Burtland Cummings

No. 7, 4, 21
- Position: Defensive back

Personal information
- Born: November 19, 1965 (age 60) London, England
- Listed height: 5 ft 8 in (1.73 m)
- Listed weight: 175 lb (79 kg)

Career information
- College: North Dakota
- CFL draft: 1988: 4th round, 27th overall pick

Career history
- 1989: Hamilton Tiger-Cats*
- 1989–1991: Winnipeg Blue Bombers
- 1993: Ottawa Rough Riders
- 1993: BC Lions
- * Offseason and/or practice squad member only

Awards and highlights
- Grey Cup champion (1990);

= Burtland Cummings =

Canadian football player (born 1965)

Burtland "Burt" Cummings (born November 19, 1965) is a Canadian former professional football defensive back who played four seasons in the Canadian Football League (CFL) with the Winnipeg Blue Bombers, Ottawa Rough Riders and BC Lions. He was selected by the Hamilton Tiger-Cats in the fourth round of the 1988 CFL draft after playing college football at the University of North Dakota.

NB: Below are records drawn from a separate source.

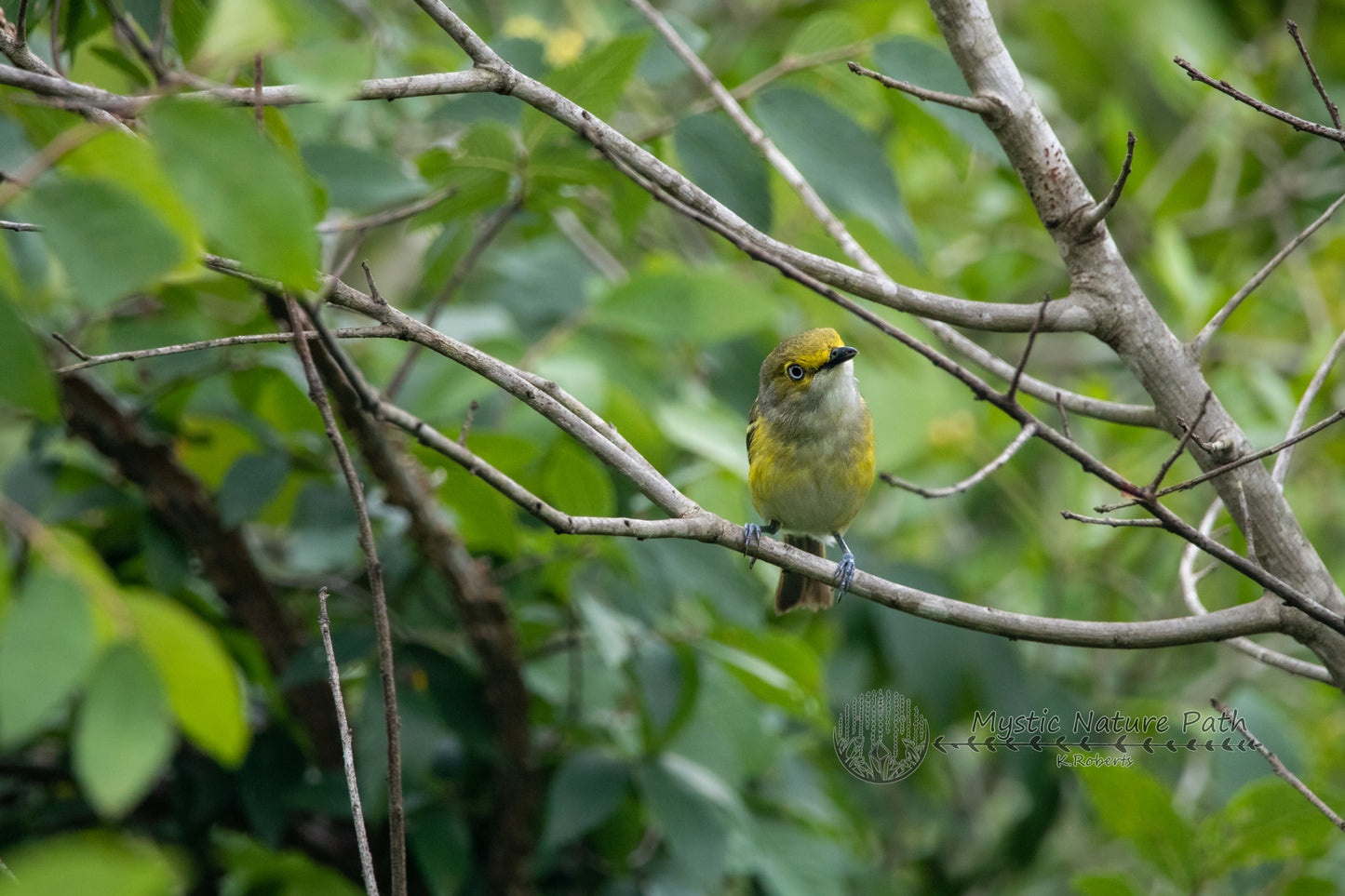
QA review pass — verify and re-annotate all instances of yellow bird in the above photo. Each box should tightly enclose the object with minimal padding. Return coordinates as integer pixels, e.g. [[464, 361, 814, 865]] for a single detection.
[[743, 327, 873, 613]]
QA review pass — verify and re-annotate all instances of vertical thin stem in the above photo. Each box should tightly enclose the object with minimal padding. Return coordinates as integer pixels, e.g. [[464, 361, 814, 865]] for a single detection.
[[285, 295, 406, 896]]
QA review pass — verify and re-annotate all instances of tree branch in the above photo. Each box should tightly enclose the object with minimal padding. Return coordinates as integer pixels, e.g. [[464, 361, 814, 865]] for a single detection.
[[879, 423, 1038, 495], [317, 588, 378, 896], [846, 62, 1007, 117], [1190, 194, 1345, 358], [1173, 57, 1345, 145], [1209, 697, 1345, 830], [285, 296, 406, 896]]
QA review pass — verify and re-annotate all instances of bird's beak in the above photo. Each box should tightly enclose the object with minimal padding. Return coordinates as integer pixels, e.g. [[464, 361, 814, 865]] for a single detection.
[[822, 346, 859, 370]]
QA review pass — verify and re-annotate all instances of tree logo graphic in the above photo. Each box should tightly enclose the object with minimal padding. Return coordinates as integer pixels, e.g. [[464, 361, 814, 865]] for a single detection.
[[831, 690, 929, 784]]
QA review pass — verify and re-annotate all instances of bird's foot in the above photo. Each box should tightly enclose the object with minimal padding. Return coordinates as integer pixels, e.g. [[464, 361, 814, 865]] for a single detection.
[[835, 550, 854, 604]]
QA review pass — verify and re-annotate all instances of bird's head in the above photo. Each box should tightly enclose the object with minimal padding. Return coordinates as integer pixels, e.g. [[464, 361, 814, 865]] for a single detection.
[[759, 327, 859, 408]]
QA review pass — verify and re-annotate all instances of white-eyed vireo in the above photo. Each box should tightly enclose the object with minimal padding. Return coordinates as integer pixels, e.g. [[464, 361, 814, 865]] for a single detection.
[[743, 327, 873, 613]]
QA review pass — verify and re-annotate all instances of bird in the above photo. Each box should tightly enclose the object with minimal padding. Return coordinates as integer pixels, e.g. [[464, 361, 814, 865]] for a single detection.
[[743, 327, 874, 613]]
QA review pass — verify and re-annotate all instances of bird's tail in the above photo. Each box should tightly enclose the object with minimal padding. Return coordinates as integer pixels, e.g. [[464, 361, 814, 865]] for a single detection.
[[774, 535, 831, 615]]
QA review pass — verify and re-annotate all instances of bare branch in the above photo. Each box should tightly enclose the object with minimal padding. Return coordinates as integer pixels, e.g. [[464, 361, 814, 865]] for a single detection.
[[635, 37, 873, 142], [1145, 392, 1215, 495], [1004, 292, 1051, 401], [1237, 479, 1260, 564], [1060, 510, 1163, 528], [1154, 408, 1345, 498], [285, 296, 406, 896], [1056, 392, 1069, 438], [1079, 130, 1136, 233], [1190, 189, 1345, 358], [879, 423, 1038, 498], [1271, 324, 1345, 491], [629, 0, 883, 277], [1177, 498, 1333, 685], [384, 194, 523, 401], [1209, 697, 1345, 830], [1173, 57, 1345, 144], [317, 588, 378, 896], [1284, 19, 1341, 130], [847, 62, 1007, 115], [51, 326, 396, 374]]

==Early life and college==
Burtland Cummings was born on November 19, 1965, in London, England but grew up in Winnipeg, Manitoba, Canada. He played college football for the North Dakota Fighting Sioux of the University of North Dakota from 1986 to 1988. He was a two-year letterman in 1986 and 1988. He was mostly a wide receiver in college but also spent a year at defensive back.

==Professional career==
Cummings was selected by the Hamilton Tiger-Cats in the fourth round, with the 27th overall pick, of the 1988 CFL draft but returned to college for his final season. He signed with the Tiger-Cats after his senior year but was later released in early July 1989 before the start of the 1989 CFL season. He was a wide receiver during his time in Hamilton.

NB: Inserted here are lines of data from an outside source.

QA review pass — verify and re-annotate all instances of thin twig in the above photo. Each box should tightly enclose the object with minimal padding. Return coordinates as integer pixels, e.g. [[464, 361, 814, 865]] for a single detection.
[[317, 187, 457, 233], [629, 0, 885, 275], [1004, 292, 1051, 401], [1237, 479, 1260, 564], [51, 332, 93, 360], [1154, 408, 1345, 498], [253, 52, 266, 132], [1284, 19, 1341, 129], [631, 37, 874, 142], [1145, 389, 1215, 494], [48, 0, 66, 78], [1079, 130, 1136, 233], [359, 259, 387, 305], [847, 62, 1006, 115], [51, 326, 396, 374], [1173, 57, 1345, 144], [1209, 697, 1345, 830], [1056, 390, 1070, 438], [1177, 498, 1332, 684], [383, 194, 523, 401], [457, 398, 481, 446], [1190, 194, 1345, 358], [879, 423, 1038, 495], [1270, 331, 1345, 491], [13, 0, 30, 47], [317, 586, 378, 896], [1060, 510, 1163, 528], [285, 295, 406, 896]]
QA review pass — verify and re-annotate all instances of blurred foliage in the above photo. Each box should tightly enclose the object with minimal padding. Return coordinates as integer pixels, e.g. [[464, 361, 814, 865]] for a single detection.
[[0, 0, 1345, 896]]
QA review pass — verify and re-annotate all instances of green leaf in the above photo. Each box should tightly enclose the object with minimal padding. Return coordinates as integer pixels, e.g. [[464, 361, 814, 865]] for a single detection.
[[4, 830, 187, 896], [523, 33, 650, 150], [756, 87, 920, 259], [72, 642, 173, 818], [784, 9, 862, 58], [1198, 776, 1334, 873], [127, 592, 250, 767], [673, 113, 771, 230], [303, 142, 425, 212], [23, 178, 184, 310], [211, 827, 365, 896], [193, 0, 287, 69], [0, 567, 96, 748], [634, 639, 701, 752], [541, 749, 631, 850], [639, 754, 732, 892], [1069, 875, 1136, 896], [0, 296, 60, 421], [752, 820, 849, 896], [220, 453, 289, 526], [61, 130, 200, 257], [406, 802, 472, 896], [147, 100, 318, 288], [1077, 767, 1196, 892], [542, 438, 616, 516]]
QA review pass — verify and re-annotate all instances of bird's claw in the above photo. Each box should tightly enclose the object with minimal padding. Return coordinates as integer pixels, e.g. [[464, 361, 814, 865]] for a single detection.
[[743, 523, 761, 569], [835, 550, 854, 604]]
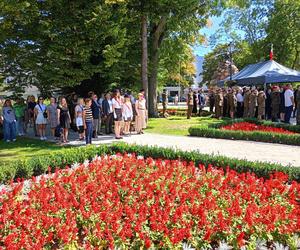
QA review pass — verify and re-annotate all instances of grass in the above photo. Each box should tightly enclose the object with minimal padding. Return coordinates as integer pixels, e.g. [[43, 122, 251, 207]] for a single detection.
[[0, 137, 68, 167], [146, 116, 220, 136]]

Cummings signed with the Winnipeg Blue Bombers of the CFL in 1989. He played in four games for the Blue Bombers during the 1989 season as a defensive back, posting 12 tackles and recovering one fumble. He signed a multi-year contract with the team on May 10, 1990. He appeared in two games in 1990 and made two tackles. On November 25, 1990, the Blue Bombers beat the Edmonton Eskimos in the 78th Grey Cup by a score of 50–11. Cummings played in 12 games during the 1991 season, totaling one defensive tackle, nine special teams tackles, five kick returns for 71 yards, and six punt returns for 16 yards. He was transferred to the injured list in early July 1992. He was taken off the injured list on August 3, 1992, but did not play in any games for the Blue Bombers during the 1992 season.

The Blue Bombers "transferred" Cummings to the BC Lions in early July 1993. He played in three games for the Lions in 1993 but did not record any statistics.

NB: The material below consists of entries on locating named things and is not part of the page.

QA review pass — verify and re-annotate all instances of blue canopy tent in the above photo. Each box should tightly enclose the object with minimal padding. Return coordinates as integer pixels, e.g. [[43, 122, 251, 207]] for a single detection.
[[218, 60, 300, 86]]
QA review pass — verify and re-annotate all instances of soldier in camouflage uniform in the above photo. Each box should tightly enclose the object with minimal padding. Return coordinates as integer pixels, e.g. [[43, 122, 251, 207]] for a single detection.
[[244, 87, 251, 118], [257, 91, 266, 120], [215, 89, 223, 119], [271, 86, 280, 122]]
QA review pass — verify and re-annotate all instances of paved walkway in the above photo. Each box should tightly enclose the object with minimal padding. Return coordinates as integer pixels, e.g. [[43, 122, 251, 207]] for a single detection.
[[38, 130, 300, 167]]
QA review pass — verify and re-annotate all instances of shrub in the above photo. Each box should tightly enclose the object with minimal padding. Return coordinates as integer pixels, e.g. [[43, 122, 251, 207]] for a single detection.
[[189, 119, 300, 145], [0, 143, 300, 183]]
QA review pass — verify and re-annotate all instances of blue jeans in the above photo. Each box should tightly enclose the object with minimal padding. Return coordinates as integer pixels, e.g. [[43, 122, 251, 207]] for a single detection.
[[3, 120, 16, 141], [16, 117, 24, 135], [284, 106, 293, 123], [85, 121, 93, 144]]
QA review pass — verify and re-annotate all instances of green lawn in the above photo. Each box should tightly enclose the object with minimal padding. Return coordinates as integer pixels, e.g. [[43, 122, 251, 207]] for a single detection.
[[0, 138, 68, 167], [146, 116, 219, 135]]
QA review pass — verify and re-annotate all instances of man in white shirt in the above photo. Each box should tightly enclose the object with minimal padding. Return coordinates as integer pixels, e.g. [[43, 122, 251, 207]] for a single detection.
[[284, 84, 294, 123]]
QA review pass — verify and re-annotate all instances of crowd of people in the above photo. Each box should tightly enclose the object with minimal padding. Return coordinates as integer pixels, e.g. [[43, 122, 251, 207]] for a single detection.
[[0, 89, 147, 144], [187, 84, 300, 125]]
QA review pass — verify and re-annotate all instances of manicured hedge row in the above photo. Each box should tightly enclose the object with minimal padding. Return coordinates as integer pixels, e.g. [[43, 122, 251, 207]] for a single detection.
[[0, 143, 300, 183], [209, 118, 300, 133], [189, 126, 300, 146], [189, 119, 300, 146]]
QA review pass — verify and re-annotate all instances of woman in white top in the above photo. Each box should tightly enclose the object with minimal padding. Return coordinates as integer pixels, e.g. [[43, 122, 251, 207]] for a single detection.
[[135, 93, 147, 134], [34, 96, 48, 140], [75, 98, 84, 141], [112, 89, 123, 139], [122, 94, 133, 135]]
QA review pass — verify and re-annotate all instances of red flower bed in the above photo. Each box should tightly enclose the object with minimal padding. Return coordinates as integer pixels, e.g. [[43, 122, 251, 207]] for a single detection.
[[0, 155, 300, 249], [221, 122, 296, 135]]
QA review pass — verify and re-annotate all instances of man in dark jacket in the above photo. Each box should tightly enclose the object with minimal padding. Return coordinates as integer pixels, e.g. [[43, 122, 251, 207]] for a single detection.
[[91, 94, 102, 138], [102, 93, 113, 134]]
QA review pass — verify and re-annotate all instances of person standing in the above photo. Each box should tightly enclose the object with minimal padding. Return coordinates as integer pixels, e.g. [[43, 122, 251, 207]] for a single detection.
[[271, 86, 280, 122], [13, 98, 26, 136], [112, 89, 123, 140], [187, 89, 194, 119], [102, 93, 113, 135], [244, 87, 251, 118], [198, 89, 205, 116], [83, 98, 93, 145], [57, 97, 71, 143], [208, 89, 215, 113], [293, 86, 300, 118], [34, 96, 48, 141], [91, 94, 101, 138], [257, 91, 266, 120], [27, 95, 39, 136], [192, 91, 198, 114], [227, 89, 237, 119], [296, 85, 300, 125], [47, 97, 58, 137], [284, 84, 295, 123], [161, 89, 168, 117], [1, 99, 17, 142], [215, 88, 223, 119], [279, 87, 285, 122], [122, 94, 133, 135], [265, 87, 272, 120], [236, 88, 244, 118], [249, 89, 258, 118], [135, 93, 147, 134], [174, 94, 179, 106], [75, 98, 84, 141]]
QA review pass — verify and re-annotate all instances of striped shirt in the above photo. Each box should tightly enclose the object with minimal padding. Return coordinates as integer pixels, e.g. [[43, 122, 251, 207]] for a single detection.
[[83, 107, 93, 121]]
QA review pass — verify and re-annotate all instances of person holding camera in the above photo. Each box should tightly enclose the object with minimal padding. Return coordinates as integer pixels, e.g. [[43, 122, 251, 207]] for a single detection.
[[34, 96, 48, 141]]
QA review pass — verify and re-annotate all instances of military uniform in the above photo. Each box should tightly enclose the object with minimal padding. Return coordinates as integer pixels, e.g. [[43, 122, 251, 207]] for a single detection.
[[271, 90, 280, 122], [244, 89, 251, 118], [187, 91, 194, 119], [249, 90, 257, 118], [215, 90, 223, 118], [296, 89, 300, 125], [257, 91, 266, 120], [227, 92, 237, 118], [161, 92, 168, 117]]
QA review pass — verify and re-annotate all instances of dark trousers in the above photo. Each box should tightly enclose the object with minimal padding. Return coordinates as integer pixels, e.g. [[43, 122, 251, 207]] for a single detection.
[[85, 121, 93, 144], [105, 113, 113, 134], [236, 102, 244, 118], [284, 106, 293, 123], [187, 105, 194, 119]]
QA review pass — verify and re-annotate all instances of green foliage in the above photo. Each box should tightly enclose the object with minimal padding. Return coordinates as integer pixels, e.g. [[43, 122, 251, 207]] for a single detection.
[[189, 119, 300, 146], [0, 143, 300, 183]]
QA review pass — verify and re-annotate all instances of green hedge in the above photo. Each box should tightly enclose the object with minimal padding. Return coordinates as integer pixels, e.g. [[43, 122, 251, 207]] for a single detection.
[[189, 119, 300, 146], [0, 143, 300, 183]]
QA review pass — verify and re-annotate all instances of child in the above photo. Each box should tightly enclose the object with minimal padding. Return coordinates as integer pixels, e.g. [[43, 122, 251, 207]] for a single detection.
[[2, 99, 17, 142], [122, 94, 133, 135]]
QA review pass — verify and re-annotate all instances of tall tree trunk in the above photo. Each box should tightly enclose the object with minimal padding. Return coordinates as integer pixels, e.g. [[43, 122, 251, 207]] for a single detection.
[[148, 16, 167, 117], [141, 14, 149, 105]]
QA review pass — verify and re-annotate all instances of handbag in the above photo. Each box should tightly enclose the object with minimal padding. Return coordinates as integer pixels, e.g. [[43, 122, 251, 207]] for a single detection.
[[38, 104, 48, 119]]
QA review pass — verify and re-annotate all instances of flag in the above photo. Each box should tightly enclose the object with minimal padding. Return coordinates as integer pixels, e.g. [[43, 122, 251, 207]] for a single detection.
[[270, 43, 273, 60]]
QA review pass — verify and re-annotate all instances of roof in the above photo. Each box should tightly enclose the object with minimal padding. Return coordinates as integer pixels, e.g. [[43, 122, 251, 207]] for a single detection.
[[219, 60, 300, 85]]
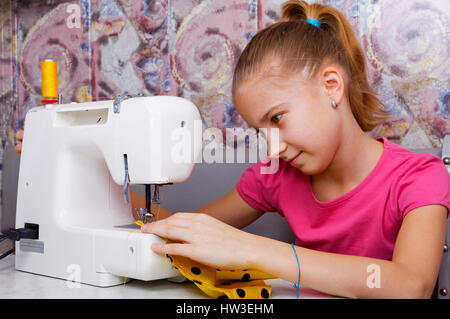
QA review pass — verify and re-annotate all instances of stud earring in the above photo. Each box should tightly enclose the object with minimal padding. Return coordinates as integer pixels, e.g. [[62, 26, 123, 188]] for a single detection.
[[331, 100, 337, 108]]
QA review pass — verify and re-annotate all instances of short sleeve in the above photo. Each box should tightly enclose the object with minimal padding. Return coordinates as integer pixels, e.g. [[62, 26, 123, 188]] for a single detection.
[[395, 153, 450, 219], [236, 161, 280, 212]]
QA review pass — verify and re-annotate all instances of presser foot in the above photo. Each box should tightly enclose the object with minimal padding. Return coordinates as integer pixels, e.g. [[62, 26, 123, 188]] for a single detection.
[[138, 208, 155, 224]]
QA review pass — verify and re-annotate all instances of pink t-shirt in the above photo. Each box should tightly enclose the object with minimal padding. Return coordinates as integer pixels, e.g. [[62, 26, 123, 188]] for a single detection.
[[236, 137, 450, 260]]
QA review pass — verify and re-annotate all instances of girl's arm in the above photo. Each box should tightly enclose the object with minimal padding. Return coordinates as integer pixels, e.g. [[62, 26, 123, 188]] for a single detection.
[[141, 205, 447, 298], [251, 205, 447, 298]]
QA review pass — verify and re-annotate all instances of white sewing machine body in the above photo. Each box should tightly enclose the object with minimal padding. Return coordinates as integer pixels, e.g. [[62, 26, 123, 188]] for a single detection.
[[15, 96, 201, 287]]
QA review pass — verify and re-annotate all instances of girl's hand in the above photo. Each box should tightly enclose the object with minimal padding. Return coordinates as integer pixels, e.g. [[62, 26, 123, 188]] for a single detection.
[[14, 129, 23, 154], [141, 213, 258, 269]]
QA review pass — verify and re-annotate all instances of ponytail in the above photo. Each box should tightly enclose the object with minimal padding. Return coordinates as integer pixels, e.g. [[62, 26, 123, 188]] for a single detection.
[[233, 0, 389, 132]]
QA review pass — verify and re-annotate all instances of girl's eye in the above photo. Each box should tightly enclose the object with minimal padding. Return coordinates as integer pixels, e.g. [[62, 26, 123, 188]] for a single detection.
[[271, 114, 283, 123]]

On September 1, 1993, it was reported that Cummings had been traded to the Ottawa Rough Riders for Michael Allen. Cummings appeared in six games for the Rough Riders during the 1993 season, totaling five defensive tackles, three special teams tackles, one interception, and one fumble recovery.

==Coaching career==
Cummings later became a cornerbacks coach and special teams assistant for the Simon Fraser Red Leafs of Simon Fraser University.